CENGİZHAN’IN YÖNETMENİ HOLLYWOOD YOLUNDA

Sovyetlerden sonra pek çok yönetmen şansını Hollywood’da denemek için girişimlerde bulundu. Rusya’da önemli başarılar yakalayan yönetmenler, bu başarıların rüzgârıyla Amerikalı yapımcıları ikna etmenin yarışına girdiler. Büyük etki yapan “Cengizhan” filminin yönetmeni Sergey Bodrov da bunlardan biriydi. 1984’de Rusya’nın en uzak ucu olan Çin sınırındaki Khabarovsk’ta doğan yönetmen 1974’te Moskova’da sinema okulundan mezun olmuştu. 1980’li yılların ikinci yarısından itibaren uzun metraj filmler çekmeye başladı. İlk ses getiren filmi 1996 yapımı “Kavkazskiy Plennik”ti (Kafkas Mahkumu). 90’ların ilk yıllarında Kafkaslarda yaşanan savaş ortamında Rus askeri birliği yerel milisler tarafından pusuya düşürülür. Askerlerden biri, köylü bir adam tarafından takasla karakolda tutulan oğluna karşı rehin alınır. Farklı kültürlerin karşılaşmasını oldukça gergin bir sosyal zemin üstünden yansıtan yönetmen, başarılı bir film ortaya koymuştu. Sürpriz finali de filmi unutulmaz hale getiriyordu. Bodrov’un uluslararası başarı kazanmasını sağlayan projesi ise “Mongol” (Cengizhan) filmi oldu. 2007 yapımı Mongol (Cengizhan), başarılı bir görsellik ve hikâye sunumuyla unutulmaz bir karakter olan Moğol hükümdarı Cengizhan’ı sinemaya taşımıştı. Rusya’da ve ülke dışında önemli bir izleyici kitlesine ulaşan film, birçok festivalde de ödüller aldı. Daha sonra kariyerine Hollywood’da devam eden yönetmen, 2014’te fantastik bir uyarlama olan “Son Oğul” filmini yönetti.
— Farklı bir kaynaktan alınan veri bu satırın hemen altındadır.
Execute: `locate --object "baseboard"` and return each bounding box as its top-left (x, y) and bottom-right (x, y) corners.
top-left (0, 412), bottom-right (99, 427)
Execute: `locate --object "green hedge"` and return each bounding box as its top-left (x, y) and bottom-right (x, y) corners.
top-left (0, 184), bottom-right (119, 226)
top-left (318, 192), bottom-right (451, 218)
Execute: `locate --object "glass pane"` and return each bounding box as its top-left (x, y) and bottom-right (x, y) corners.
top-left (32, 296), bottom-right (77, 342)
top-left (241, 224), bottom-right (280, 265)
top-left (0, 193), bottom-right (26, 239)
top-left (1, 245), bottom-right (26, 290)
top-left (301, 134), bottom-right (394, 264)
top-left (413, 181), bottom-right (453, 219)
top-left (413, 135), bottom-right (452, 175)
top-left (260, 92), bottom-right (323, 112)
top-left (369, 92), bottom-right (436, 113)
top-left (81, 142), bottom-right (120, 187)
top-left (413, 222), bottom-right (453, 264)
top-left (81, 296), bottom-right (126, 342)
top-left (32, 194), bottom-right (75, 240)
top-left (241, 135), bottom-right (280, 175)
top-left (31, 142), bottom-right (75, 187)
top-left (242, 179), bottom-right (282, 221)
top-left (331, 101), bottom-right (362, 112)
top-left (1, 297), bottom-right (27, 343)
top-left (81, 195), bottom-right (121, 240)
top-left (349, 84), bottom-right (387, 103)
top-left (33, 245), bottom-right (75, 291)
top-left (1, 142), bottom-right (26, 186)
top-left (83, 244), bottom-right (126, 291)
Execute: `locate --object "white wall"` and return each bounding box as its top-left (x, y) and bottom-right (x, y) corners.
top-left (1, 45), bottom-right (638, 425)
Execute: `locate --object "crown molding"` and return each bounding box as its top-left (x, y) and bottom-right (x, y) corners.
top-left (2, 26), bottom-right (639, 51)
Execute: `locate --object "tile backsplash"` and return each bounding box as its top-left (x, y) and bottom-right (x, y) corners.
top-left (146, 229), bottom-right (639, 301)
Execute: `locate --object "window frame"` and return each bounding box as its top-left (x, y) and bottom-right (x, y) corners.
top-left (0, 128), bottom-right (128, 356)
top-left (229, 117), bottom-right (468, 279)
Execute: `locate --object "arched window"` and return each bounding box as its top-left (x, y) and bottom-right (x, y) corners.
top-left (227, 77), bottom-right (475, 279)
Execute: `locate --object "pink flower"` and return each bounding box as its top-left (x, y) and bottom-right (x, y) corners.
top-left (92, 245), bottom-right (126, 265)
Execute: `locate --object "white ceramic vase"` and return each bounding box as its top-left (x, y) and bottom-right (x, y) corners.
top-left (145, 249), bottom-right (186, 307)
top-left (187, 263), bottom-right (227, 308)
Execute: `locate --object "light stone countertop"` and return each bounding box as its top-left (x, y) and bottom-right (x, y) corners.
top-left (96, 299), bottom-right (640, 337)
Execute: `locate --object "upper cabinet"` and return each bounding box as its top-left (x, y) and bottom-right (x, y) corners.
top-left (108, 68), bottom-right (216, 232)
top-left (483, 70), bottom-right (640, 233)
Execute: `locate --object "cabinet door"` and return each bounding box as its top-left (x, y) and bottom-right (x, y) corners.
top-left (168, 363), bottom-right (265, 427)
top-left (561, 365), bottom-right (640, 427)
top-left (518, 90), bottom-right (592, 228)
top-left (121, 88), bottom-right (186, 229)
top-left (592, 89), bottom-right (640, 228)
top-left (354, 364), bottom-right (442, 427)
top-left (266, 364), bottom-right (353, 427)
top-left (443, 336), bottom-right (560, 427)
Efsanelerin, doğaüstü güçleri olanların birbirleriyle dünyaya hâkim olmak için mücadele ettikleri bir evreni resmeden film, benzerlerinin gölgesinde kalarak beklenilen etkiyi yapamadı. Bodrov, Hollywood yoluna düşse de “Cengizhan”ın başarısını yakalayabilecek bir film yapamadı. Kendi Moğol kökenlerinden hareketle çektiği film, hâlâ onun en önemli filmi.

TİCARİ SİNEMANIN KAZAK YÖNETMENİ TİMUR BEKMAMBETOV

Kazakistanlı, Rusya’da film çekerek sinemaya adım adan Bekmambetov, Rusya’nın dünyada karşılık bulan en önemli ticari yönetmeni sayılabilir. Onun ilk dönem filmleri fantastik Rus romanlarından uyarlamalardı. Sergey Lukyanenko’nun ‘Gece Nöbeti’ ve ‘Günüz Nöbeti’ romanlarını sırasıyla 2004 ve 2006’da başarılı fantastik aksiyon filmlerine uyarladı. Filmler, Amerikalı yapımcıların da ilgisini çekti. Hakları satın alındı. 2008’de Amerikalı yapımcıların desteği ile çektiği çizgi roman uyarlaması “Wanted”, Angelina Jolie, Morgan Freemanlı kadrosuyla başarılı bir aksiyon filmiydi. 2010’da “Abraham Lincoln: Vampir Avcısı” ve 2016’da “Ben-Hur”un yeniden uyarlamasını Hollywood’da çeken yönetmen, sanat kaygısı taşımadan, aksiyon, fantastik hikayeler, çizgi romanlar, bilgisayar oyunları gibi yeni çağın popüler enstrümanlarını kullanarak Rusya’da yaşamasına rağmen Amerika sinema piyasasıyla ilişkilerini sürekli canlı tutarak Rus coğrafyasını yegâne başarılı Hollywood eksenli yönetmeni olarak görülebilir.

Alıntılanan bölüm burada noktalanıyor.